Closing connection using TLS

[dododedodonl]

When closing a connection on a server using TLS, eg:

<?php

require __DIR__ . '/vendor/autoload.php';

$server = new React\Socket\TcpServer($port = 9900);
$server = new React\Socket\SecureServer($server, null, [
    'local_cert' => 'server.pem',
    'passphrase' => 'secret'
]);

$server->on('connection', function (React\Socket\ConnectionInterface $connection) {
    echo '[' . $connection->getRemoteAddress() . ' connected]' . PHP_EOL;

    // do stuff
    
    $connection->end();
});

the connection is not closed properly, as

socket/src/Connection.php

Lines 123 to 133 in e04478a

	public function handleClose()
	{
	if (!\is_resource($this->stream)) {
	return;
	}
	// Try to cleanly shut down socket and ignore any errors in case other
	// side already closed. Underlying Stream implementation will take care
	// of closing stream resource, so we otherwise keep this open here.
	@\stream_socket_shutdown($this->stream, \STREAM_SHUT_RDWR);
	}

uses https://www.php.net/manual/en/function.stream-socket-shutdown.php.

Note comment https://www.php.net/manual/en/function.stream-socket-shutdown.php#125659 which states tls does not get shut down properly that way.

Solution seems to be to replace @\stream_socket_shutdown($this->stream, \STREAM_SHUT_RDWR); with \fclose($this->stream).

Other solution seems to be to call @\stream_socket_enable_crypto($this->stream, false); before the socket shutdown as mentioned in comment https://www.php.net/manual/en/function.stream-socket-shutdown.php#126303

[clue]

[…] tls does not get shut down properly that way.

What problem are you seeing exactly? May I ask you to provide a gist to reproduce this?

Note that this call will be followed immediately by fclose() in the Stream component.

[dododedodonl]

What problem are you seeing exactly? [...]

When the connection is closed by the server, the client outputs an error:

Error: GnuTLS error -110 in gnutls_record_recv: The TLS connection was non-properly terminated.
Server did not properly shut down TLS connection
Error: Could not read from socket: ECONNABORTED - Connection aborted
Error: Disconnected from server

Replacing

socket/src/Connection.php

Lines 123 to 133 in e04478a

	public function handleClose()
	{
	if (!\is_resource($this->stream)) {
	return;
	}
	// Try to cleanly shut down socket and ignore any errors in case other
	// side already closed. Underlying Stream implementation will take care
	// of closing stream resource, so we otherwise keep this open here.
	@\stream_socket_shutdown($this->stream, \STREAM_SHUT_RDWR);
	}

with

    public function handleClose()
    {
        if (!\is_resource($this->stream)) {
            return;
        }

        // Try to cleanly shut down socket and ignore any errors in case other
        // side already closed. Underlying Stream implementation will take care
        // of closing stream resource, so we otherwise keep this open here.
        if ($this->encryptionEnabled) {
            @\stream_socket_enable_crypto($this->stream, false);
        }
        @\stream_socket_shutdown($this->stream, \STREAM_SHUT_RDWR);
    }

resolves the issue.

From what I understand, using stream_socket_shutdown() causes the sockets to get closed before the by TLS protocol required "close_notify" message is send. This does not get resolved by a later call to fclose() because the socket is already closed by then.

[clue]

What problem are you seeing exactly? [...]

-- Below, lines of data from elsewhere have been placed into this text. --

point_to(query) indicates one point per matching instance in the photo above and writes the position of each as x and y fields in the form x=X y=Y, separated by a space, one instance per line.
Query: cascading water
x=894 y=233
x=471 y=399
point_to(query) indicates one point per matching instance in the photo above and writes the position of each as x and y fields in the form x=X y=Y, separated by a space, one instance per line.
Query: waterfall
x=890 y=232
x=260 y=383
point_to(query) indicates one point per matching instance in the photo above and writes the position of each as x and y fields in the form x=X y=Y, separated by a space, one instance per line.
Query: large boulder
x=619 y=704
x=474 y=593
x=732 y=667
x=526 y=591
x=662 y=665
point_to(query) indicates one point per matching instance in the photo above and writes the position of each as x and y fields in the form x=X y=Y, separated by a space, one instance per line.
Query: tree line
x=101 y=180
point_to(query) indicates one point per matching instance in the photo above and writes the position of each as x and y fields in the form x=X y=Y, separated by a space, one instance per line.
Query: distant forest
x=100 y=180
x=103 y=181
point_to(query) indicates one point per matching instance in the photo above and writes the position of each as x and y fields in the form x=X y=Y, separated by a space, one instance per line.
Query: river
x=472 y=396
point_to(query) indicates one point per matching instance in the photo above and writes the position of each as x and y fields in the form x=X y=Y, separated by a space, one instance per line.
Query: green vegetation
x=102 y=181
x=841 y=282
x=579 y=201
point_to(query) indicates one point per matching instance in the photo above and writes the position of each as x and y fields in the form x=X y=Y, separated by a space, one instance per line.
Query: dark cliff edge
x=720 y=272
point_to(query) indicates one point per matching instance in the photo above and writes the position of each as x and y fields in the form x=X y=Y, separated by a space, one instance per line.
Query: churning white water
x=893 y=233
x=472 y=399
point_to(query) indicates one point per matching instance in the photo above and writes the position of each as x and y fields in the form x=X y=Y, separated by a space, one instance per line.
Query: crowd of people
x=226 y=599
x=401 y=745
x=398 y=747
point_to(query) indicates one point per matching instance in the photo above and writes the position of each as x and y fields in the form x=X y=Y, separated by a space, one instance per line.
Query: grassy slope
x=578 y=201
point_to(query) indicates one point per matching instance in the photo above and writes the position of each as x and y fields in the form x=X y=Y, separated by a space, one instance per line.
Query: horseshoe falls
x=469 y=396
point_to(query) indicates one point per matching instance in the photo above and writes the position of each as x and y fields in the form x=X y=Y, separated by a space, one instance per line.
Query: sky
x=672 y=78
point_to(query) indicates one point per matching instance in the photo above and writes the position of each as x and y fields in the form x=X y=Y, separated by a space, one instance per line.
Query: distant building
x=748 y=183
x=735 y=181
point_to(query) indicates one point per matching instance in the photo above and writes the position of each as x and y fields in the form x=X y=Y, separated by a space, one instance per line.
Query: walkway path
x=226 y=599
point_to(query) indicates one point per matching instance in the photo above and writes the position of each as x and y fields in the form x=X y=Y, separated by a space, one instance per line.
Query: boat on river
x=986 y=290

When the connection is closed by the server, the client outputs an error:

Error: GnuTLS error -110 in gnutls_record_recv: The TLS connection was non-properly terminated.
Server did not properly shut down TLS connection
Error: Could not read from socket: ECONNABORTED - Connection aborted
Error: Disconnected from server

What you're saying may be entirely correct, but we need to double check which "client outputs an error" under what circumstances exactly. I would love to add some tests to confirm correct behavior and avoid future regressions, as we can't randomly change this logic without having some safety nets in place.

Perhaps you can help us by giving some clear instructions how we can reproduce the specific problem you're seeing locally?

[dododedodonl]

What you're saying may be entirely correct, but we need to double check which "client outputs an error" under what circumstances exactly. I would love to add some tests to confirm correct behavior and avoid future regressions, as we can't randomly change this logic without having some safety nets in place.

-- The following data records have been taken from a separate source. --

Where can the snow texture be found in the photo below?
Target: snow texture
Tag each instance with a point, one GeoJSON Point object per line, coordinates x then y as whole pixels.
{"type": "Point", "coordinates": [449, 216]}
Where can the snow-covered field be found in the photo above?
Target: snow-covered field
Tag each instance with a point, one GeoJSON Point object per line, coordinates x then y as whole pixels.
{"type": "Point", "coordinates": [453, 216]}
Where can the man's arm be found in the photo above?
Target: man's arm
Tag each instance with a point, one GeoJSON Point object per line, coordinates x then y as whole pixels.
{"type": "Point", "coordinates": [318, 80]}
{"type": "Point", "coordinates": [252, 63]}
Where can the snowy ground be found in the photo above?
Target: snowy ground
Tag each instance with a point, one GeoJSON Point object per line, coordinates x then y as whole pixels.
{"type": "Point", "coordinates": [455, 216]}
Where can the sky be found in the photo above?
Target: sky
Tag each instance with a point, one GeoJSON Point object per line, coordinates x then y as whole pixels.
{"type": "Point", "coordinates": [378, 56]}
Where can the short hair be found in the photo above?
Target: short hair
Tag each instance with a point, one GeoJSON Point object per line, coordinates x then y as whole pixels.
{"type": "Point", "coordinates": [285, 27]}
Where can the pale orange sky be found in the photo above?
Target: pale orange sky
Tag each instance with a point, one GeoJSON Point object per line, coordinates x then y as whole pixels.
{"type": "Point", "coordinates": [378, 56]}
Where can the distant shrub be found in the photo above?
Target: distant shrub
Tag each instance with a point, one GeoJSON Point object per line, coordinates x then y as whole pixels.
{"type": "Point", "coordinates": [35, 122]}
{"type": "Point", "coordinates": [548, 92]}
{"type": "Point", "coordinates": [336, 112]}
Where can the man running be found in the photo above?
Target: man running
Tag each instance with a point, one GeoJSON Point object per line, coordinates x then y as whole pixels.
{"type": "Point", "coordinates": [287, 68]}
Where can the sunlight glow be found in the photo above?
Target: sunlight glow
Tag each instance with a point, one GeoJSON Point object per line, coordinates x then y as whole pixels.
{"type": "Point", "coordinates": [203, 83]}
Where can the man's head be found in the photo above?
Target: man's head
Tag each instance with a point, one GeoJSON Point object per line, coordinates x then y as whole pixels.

That is very sound and I would agree with that logic :)

Perhaps you can help us by giving some clear instructions how we can reproduce the specific problem you're seeing locally?

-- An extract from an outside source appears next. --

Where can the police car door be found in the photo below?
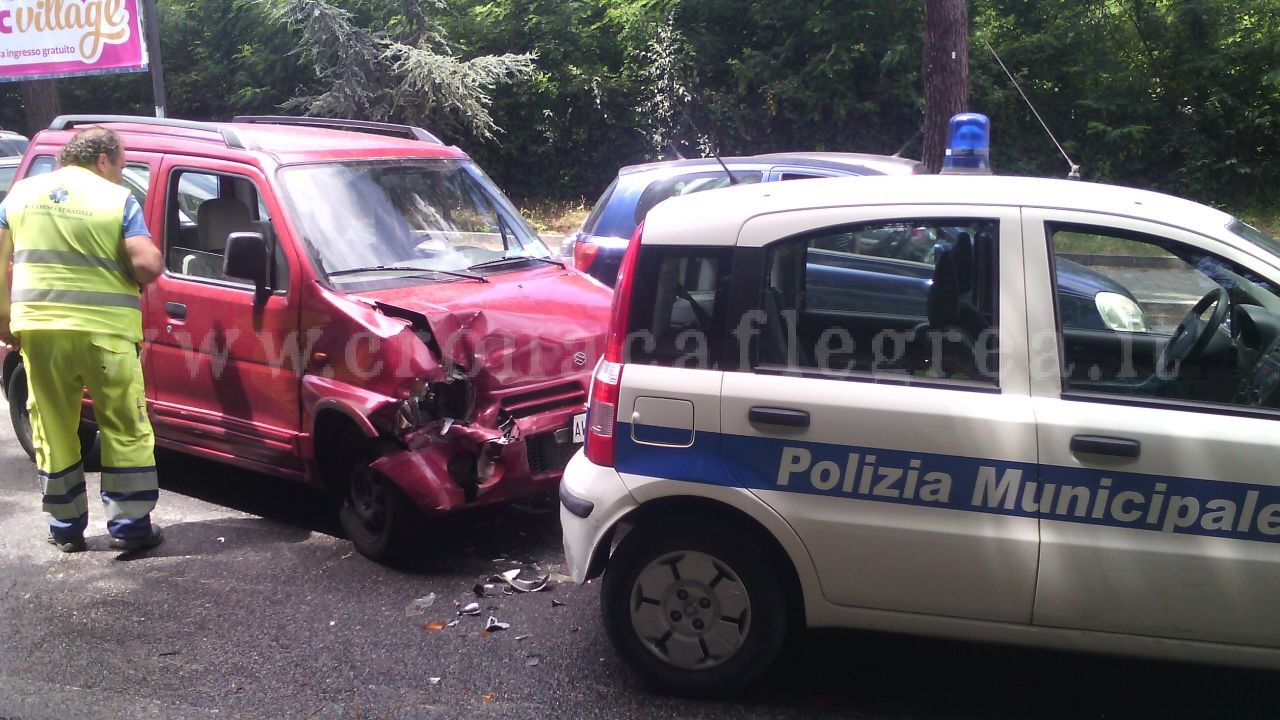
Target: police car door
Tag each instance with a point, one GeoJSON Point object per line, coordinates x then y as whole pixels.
{"type": "Point", "coordinates": [881, 395]}
{"type": "Point", "coordinates": [1160, 501]}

I am tinkering around with a rudimentary implementation of ftps with implicit tls in PHP using reactphp. I ran into this problem when using filezilla as client. At some point, it issues the LIST command which requests data over a second connection. I send this data, and then shut down the data connection as per ftps spec. The shutdown triggers the mentioned error. I was not able to reduce it down to a simple reproduction with eg. server.php and client.php solely using reactphp (the behaviour is not there). It seems to be dependent on the client's connection logic.